2019-10-22 11:09:17 +08:00 · 2019-10-22 11:09:17 +08:00 · af830b9cc7
commit af830b9cc7
parent 54602dc3a1
6 changed files with 158 additions and 10 deletions
--- a/spider-flow-core/src/main/java/org/spiderflow/core/executor/function/ExtractFunctionExecutor.java
+++ b/spider-flow-core/src/main/java/org/spiderflow/core/executor/function/ExtractFunctionExecutor.java
@ -31,12 +31,36 @@ public class ExtractFunctionExecutor implements FunctionExecutor{
 		return ExtractUtils.getFirstMatcher(content, pattern, true);
 	}
 	
+	@Comment("根据正则表达式提取内容")
+	@Example("${extract.regx(resp.html,'<title>(.*?)</title>',1)}")
+	public static String regx(String content,String pattern,int groupIndex){
+		return ExtractUtils.getFirstMatcher(content, pattern, groupIndex);
+	}
+	
+	@Comment("根据正则表达式提取内容")
+	@Example("${extract.regx(resp.html,'<a href=\"(.*?)\">(.*?)</a>',[1,2])}")
+	public static List<String> regx(String content,String pattern,List<Integer> groups){
+		return ExtractUtils.getFirstMatcher(content, pattern, groups);
+	}
+	
 	@Comment("根据正则表达式提取内容")
 	@Example("${extract.regxs(resp.html,'<h2>(.*?)</h2>')}")
 	public static List<String> regxs(String content,String pattern){
 		return ExtractUtils.getMatchers(content, pattern, true);
 	}
 	
+	@Comment("根据正则表达式提取内容")
+	@Example("${extract.regxs(resp.html,'<h2>(.*?)</h2>',1)}")
+	public static List<String> regxs(String content,String pattern,int groupIndex){
+		return ExtractUtils.getMatchers(content, pattern, groupIndex);
+	}
+	
+	@Comment("根据正则表达式提取内容")
+	@Example("${extract.regxs(resp.html,'<a href=\"(.*?)\">(.*?)</a>',[1,2])}")

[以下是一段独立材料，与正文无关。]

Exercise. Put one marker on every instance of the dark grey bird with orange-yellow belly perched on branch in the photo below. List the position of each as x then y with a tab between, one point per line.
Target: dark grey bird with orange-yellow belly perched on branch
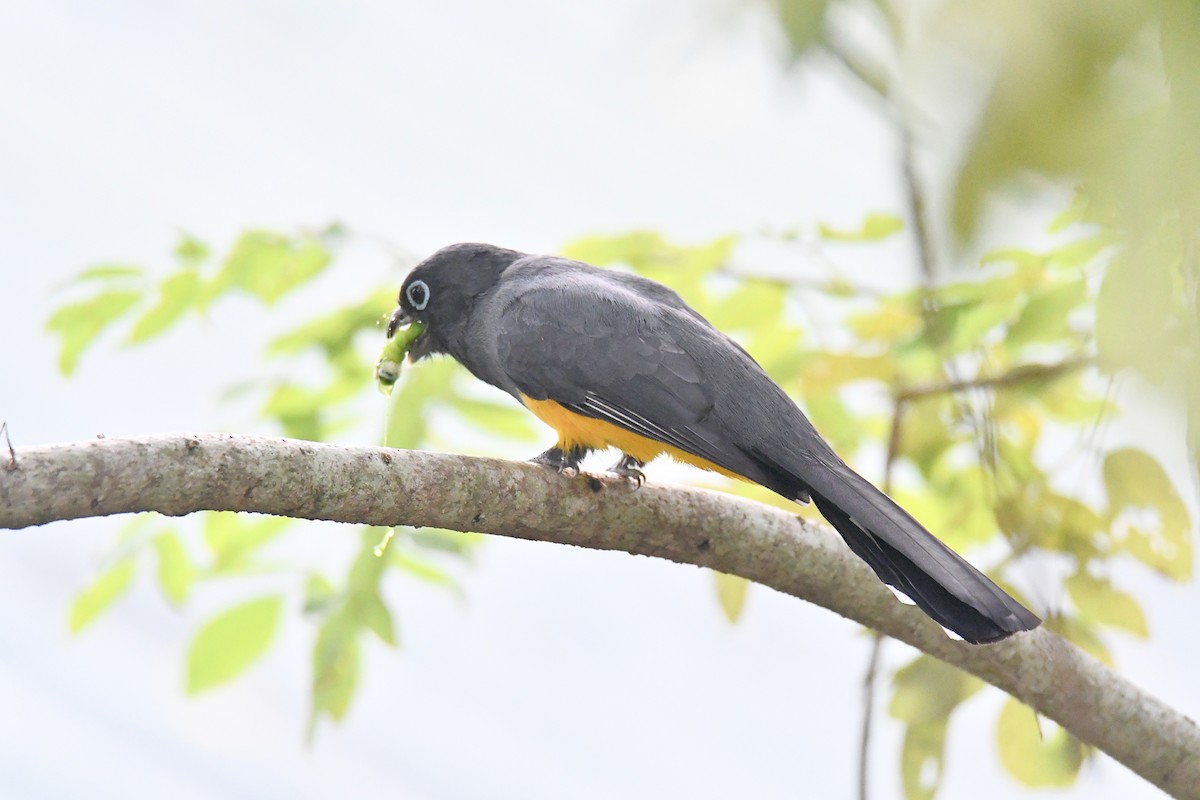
610	359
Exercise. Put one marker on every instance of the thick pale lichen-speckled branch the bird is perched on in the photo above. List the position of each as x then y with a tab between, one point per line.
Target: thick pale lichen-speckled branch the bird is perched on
181	474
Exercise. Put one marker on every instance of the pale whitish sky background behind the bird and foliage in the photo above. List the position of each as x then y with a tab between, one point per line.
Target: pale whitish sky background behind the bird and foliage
565	673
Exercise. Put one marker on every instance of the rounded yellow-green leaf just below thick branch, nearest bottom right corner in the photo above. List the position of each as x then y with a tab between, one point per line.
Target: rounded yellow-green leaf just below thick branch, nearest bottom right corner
1030	756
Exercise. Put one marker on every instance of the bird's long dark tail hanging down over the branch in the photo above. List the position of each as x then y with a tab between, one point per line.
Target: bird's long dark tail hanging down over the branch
908	557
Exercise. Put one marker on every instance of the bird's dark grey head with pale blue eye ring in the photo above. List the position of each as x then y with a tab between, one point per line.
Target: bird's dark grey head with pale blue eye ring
443	291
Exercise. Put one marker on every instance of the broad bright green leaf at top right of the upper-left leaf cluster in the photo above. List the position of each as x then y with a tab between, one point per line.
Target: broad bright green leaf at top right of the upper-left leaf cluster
268	266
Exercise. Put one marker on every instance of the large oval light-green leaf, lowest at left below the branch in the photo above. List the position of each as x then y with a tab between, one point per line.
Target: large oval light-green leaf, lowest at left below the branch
231	642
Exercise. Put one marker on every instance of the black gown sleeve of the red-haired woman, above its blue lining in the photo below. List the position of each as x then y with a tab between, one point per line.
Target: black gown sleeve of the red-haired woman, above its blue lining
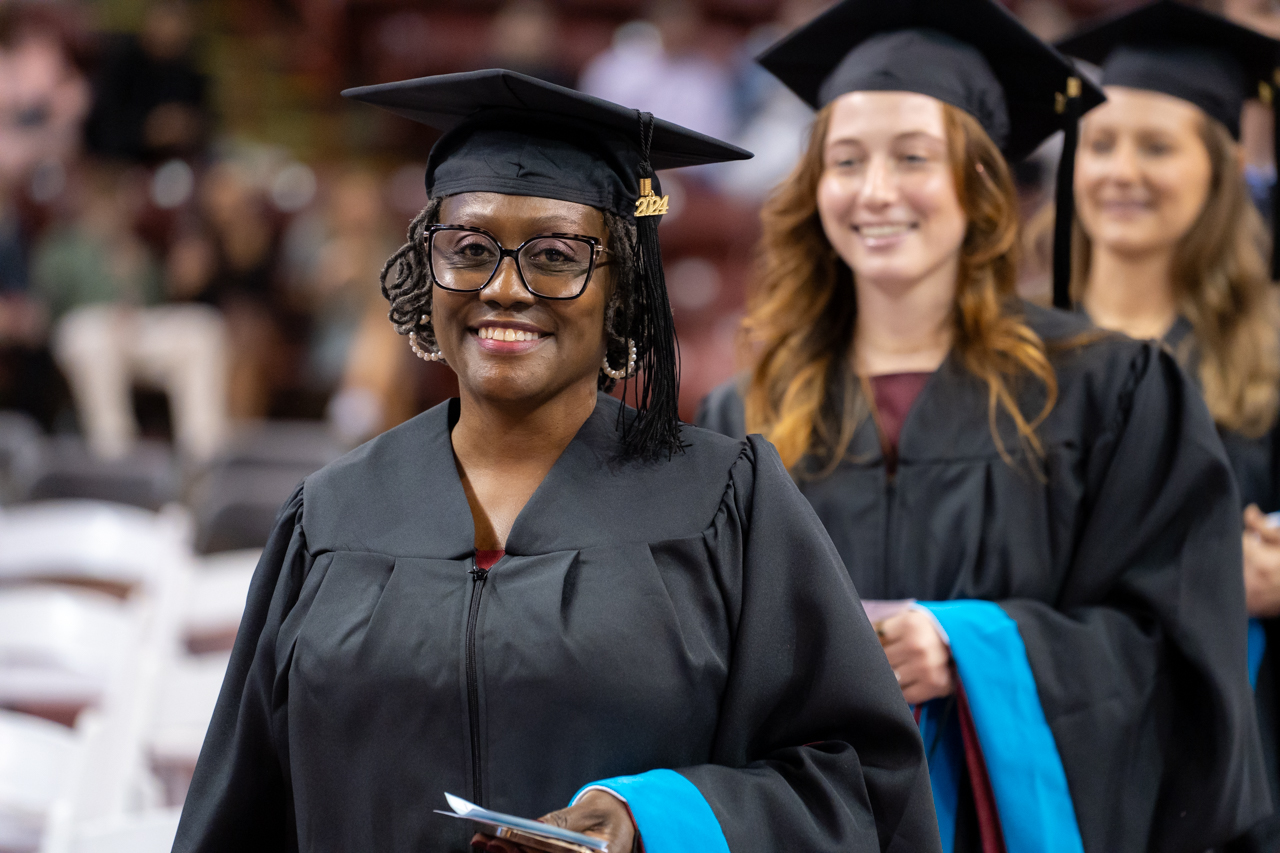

+	public static List<List<String>> regxs(String content,String pattern,List<Integer> groups){
+		return ExtractUtils.getMatchers(content, pattern, groups);
+	}
+	
 	@Comment("根据xpath提取内容")
 	@Example("${extract.xpath(resp.element(),'//title/text()')}")
 	public static String xpath(Element element,String xpath){
--- a/spider-flow-core/src/main/java/org/spiderflow/core/executor/function/extension/ElementFunctionExtension.java
+++ b/spider-flow-core/src/main/java/org/spiderflow/core/executor/function/extension/ElementFunctionExtension.java
@ -41,11 +41,35 @@ public class ElementFunctionExtension implements FunctionExtension{
 	}
 	
 	@Comment("根据正则表达式提取内容")
-	@Example("${elementVar.regx('<h2>(.*?)</h2>')}")
+	@Example("${elementVar.regx('<title>(.*?)</title>',1)}")
+	public static String regx(Element element,String regx,int groupIndex){
+		return ExtractUtils.getFirstMatcher(element.html(), regx, groupIndex);
+	}
+	
+	@Comment("根据正则表达式提取内容")
+	@Example("${elementVar.regx('<a href=\"(.*?)\">(.*?)</a>',[1,2])}")
+	public static List<String> regx(Element element,String regx,List<Integer> groups){
+		return ExtractUtils.getFirstMatcher(element.html(), regx, groups);
+	}
+	
+	@Comment("根据正则表达式提取内容")
+	@Example("${elementVar.regxs('<h2>(.*?)</h2>')}")
 	public static List<String> regxs(Element element,String regx){
 		return ExtractUtils.getMatchers(element.html(), regx, true);
 	}
 	
+	@Comment("根据正则表达式提取内容")
+	@Example("${elementVar.regxs('<h2>(.*?)</h2>',1)}")
+	public static List<String> regxs(Element element,String regx,int groupIndex){
+		return ExtractUtils.getMatchers(element.html(), regx, groupIndex);
+	}
+	
+	@Comment("根据正则表达式提取内容")
+	@Example("${elementVar.regxs('<a href=\"(.*?)\">(.*?)</a>',[1,2])}")
+	public static List<List<String>> regxs(Element element,String regx,List<Integer> groups){
+		return ExtractUtils.getMatchers(element.html(), regx, groups);
+	}
+	
 	@Comment("根据css选择器提取内容")
 	@Example("${elementVar.selector('div > a')}")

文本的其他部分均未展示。